Incarnée par les magistrats qui veillent à rendre la justice et les avocats qui défendent les justiciables, l’institution judiciaire est souvent sous pression politique et idéologique.
La dernière rébellion des avocats contre les juges témoigne de l’animosité qui règne entre ces deux corps. L’excès de corporatisme, la surenchère de déclarations tapageuses de part et d’autre risquent d’aggraver l’affrontement, de rompre définitivement tout lien cordial et d’hypothéquer les intérêts des justiciables.
Le torchon brûle déjà depuis quelque temps et les derniers incidents mettant aux prises un juge d’instruction à un groupe d’avocats a envenimé encore plus la situation et a rajouté de l’huile sur le feu pour raviver la braise d’un incendie institutionnel difficile à maîtriser.

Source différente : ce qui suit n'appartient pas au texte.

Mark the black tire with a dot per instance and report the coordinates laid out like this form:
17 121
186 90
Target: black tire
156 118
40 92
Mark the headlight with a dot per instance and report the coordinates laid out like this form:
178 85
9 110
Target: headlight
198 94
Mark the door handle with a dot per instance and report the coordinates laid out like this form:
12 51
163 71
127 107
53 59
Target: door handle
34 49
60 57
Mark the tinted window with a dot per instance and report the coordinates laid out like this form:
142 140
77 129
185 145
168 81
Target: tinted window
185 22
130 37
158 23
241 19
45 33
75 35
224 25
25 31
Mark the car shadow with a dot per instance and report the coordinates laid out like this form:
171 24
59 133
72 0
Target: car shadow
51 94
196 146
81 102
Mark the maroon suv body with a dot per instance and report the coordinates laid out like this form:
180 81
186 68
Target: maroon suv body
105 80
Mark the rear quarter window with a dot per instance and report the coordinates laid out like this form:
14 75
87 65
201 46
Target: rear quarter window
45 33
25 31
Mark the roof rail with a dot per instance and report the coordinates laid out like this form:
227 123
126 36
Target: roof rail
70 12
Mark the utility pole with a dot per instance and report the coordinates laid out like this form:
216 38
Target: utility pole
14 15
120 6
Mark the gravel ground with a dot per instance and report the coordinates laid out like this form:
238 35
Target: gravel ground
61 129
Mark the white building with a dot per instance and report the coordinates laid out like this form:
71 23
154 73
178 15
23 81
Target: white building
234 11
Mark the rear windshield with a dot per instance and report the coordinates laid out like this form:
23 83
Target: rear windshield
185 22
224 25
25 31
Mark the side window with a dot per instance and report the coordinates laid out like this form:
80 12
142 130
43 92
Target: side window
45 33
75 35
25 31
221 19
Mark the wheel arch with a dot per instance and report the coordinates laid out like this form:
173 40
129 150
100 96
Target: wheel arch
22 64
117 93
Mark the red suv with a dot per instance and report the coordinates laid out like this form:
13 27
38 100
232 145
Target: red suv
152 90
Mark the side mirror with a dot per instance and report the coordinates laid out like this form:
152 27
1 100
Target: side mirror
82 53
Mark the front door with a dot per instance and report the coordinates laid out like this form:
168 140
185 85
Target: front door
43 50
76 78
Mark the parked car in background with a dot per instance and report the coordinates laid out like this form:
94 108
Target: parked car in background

La présence d’avocats dans la sphère politique (on recense 25 avocats siégeant à l’ANC) et le rôle prépondérant de l’Ordre au Dialogue National a fait grincer les dents. Le barreau devient une profession politique et c’est ce mélange des genres qui risque de paralyser l’entente cordiale et de creuser le fossé qui sépare deux corporations opérant dans la même institution.
Sans rentrer dans les tenants et les aboutissants de cette affaire déplorable d’outrage à magistrat de la part d’une dizaine d’avocats et d’entrave aux règles procédurales d’un juge envers une avocate suspectée de malversation, le traitement médiatique de cette affaire a accentué les pressions. En se renvoyant la balle, camp contre camp, par médias interposés , ils ont achevé de discréditer lourdement l’institution judiciaire. Le déballage public, l’impunité réclamée pour les avocats fauteurs et la grève des magistrats en riposte à ces événements sonnent-ils le glas à la légitimation d’une justice à 2 vitesses.

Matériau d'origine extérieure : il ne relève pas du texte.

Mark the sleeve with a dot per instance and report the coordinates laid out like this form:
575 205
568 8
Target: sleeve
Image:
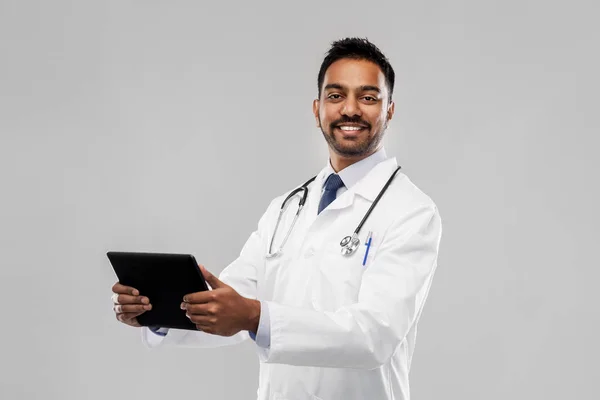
241 275
364 335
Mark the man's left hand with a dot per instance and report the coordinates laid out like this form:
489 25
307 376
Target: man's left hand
221 311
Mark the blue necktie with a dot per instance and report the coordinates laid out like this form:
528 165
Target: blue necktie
332 184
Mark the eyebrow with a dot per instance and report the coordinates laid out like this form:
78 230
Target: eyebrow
363 88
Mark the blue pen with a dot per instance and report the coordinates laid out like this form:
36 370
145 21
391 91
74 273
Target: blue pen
368 244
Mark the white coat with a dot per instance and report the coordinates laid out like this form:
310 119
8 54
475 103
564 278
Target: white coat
339 330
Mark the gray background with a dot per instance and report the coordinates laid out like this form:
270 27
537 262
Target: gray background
123 122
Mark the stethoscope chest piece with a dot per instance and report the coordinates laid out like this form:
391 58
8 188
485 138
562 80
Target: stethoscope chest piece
349 244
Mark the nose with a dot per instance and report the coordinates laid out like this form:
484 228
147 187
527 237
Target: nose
351 107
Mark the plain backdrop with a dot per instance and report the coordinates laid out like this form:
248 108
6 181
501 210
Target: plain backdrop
168 126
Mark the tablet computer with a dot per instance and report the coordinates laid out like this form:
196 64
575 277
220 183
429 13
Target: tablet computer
164 279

Ce qui est interdit au citoyen ordinaire est désormais permis et légitimé pour ces deux corporations. Comment peut-on réhabiliter la justice avec toutes ses composantes quand d’un côté vous avez des avocats qui se permettent d’agresser et d’attaquer un juge fut-il fautif et d’un autre vous avez des juges qui décident d’une grève sauvage qui paralyse les intérêts des justiciables. La situation est inquiétante et préoccupante quand les redresseurs des torts, les justiciers, les défenseurs de la veuve et de l’orphelin, les garants de la légalité et les dépositaires des vertus se mettent au- dessus des lois.
Il est urgent et impératif que ce discrédit cesse et que les sages des deux côtés assument leur rôle de vrais défenseurs de la profession et de porteurs des valeurs démocratique et républicaine basées sur l’égalité de tous devant la loi, l’indépendance, l’intégrité, l’exemplarité et la souveraineté des décisions judiciaires.